At Woods & Co Lawyers we have experience in dealing with many clients who have fallen under the very harsh provisions of the National Sex Register. One only needs to look at the so-called public view to realise that in general the public have little understanding nor patience or tolerance in this area. That might be understandable in some cases but as per usual, the net has been cast wider than you might think.
Unfortunately, there is so much misinformation out there and our Parliament has in our view failed to adequately address many of the issues.
For instance, a 20-year-old male goes out with a girl who is 16 years old and turning 17 years shortly. They have sexual intercourse by consent. There is no complaint at the time and they continue to date for over 4 years. Upon breaking up things turn nasty and a complaint is made of Unlawful Sexual Intercourse. The client is charged and makes admissions. He is on the Child Sex Register for life. Is that really what we want in our society? We have dealt with cases like this and would hate to think a young man would be branded a paedophile for life.
At Woods & Co we will fight to protect your rights. While what we do is considered unsavory by some, we are committed to providing clients with forthright and honest advice whatever predicament you have found yourself in. Please call our team and make an appointment
CHILD SEX OFFENDERS REGISTRATION
Are you a registrable offender? Are you on the Australian National Child Offender Register (ANCOR)?
You may well be if:
- You have been convicted of a child sex offence; or
- You are the subject of a paedophile restraining order.
If you are a registrable offender, you must begin reporting to the authorities. How long you have to report, and what you need to report, depends upon a number of factors. It can vary from around 8 years to the rest of your life.
Facts that affect how long you have to report:
- Whether it is a class 1 or class 2 offence;
- How many offences;
- Whether you are a registrable or serious registrable offender.
We can assist you if:
- You are being investigated by police; or
- Are currently before the Court; or
- You have already been sentenced for a child sex offence, whether recently or decades ago.

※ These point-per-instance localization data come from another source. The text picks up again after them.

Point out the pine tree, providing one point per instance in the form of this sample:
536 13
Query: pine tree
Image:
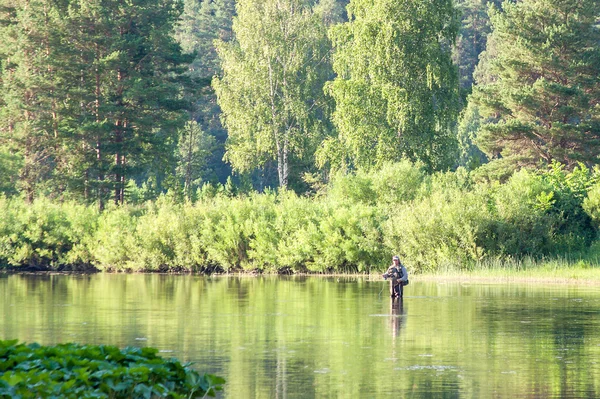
29 116
92 91
538 85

You may need assistance to understand exactly what you are required to report both at the initial report and every year thereafter. For example, questions might include:
- What exactly constitutes reportable contact with a child?
- What should you do if unexpected reportable contact occurs?
It is important to understand fully your obligations under the Act.
Offences for failing to comply with your reporting obligations or presenting false or misleading information when reporting can attract penalties of up to 5 years imprisonment.
Some people can apply to the Supreme Court to have their reporting conditions suspended. This is possible where:
- A person is required to report to the authorities at ANCOR for the rest of their life;
- 15 years have passed since sentencing or release from custody;
- It can be shown the person is no longer a risk to children.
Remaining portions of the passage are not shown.